It may be that I find this to be so funny because I am sure that it is true.
I have a friend who works for the Ontario govt. She assesses applications for govt assistance for the handicapped. She was telling me about a woman with an autistic teenager.
The mother, lets call her Svetlana, heads off to work like any other day leaving her son, Walter?, at home. Nothing unusual there. Walter, a big strappin lad, has some chores and studies to attend to but he is a big LOTR fan and is prone to turning on the movie and neglecting his obligations.
Svetlana calls home at lunch to see how things are going.
Hello Walter. Did you feed the cat? Have you finished your math?
I have a hobbit replies Walter.
Now Walter turn off the movie and do your chores
OK mom but I have a hobbit says Walter with conviction.
Alright dear, I will call back in a few hours to make sure you have done your work.
True to her word Svetlana checks in mid afternoon and gets much the same. I have a hobbit mom.
Allright, I will be home in a bit. Please finish your studies. Svetlana doesnt think much of it as she often misunderstands what Walter is trying to say. The day wears on and finally Svetlana arrives home again.

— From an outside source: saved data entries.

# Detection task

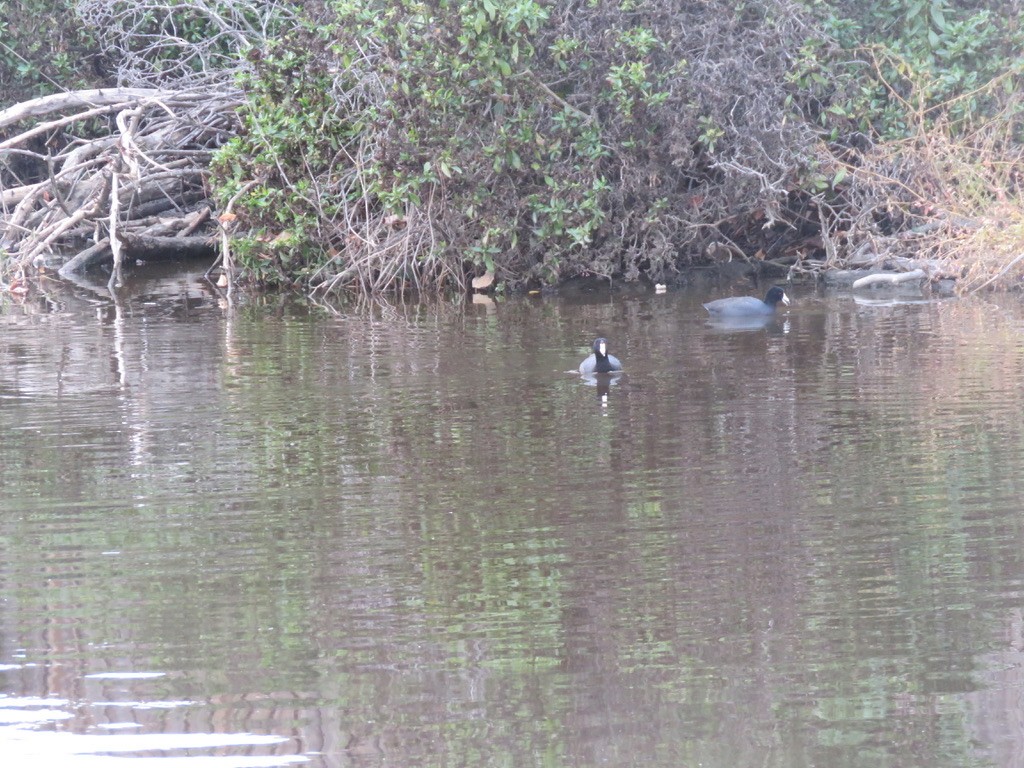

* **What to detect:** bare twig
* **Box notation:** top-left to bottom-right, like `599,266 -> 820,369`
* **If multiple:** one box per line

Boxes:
2,88 -> 237,277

I have a hobbit mom! I have a hobbit! Walter repeats excitedly as he greets her at the door. From inside the house Svetlana can hear banging and shouting.
What on earth is going on? she says heading for the sound. Svetlana arrives at Walters bedroom closet to find it barricaded with the dresser.
Who is in the closet? Move this dresser at once. Svetlana orders and Walter complies. I have a hobbit.
Svetlana opens the closet door to find a midget, on his knees, dressed in a black suit, holding a bible and a Jehovahs Witness pamphlet.
Afterwards, in a sweeping gesture of karmic equilibrium, the local chapter of JWs apologized profusely to Svetlana and Walter and the pint sized proselytizer was reprimanded for attempting solo conversions.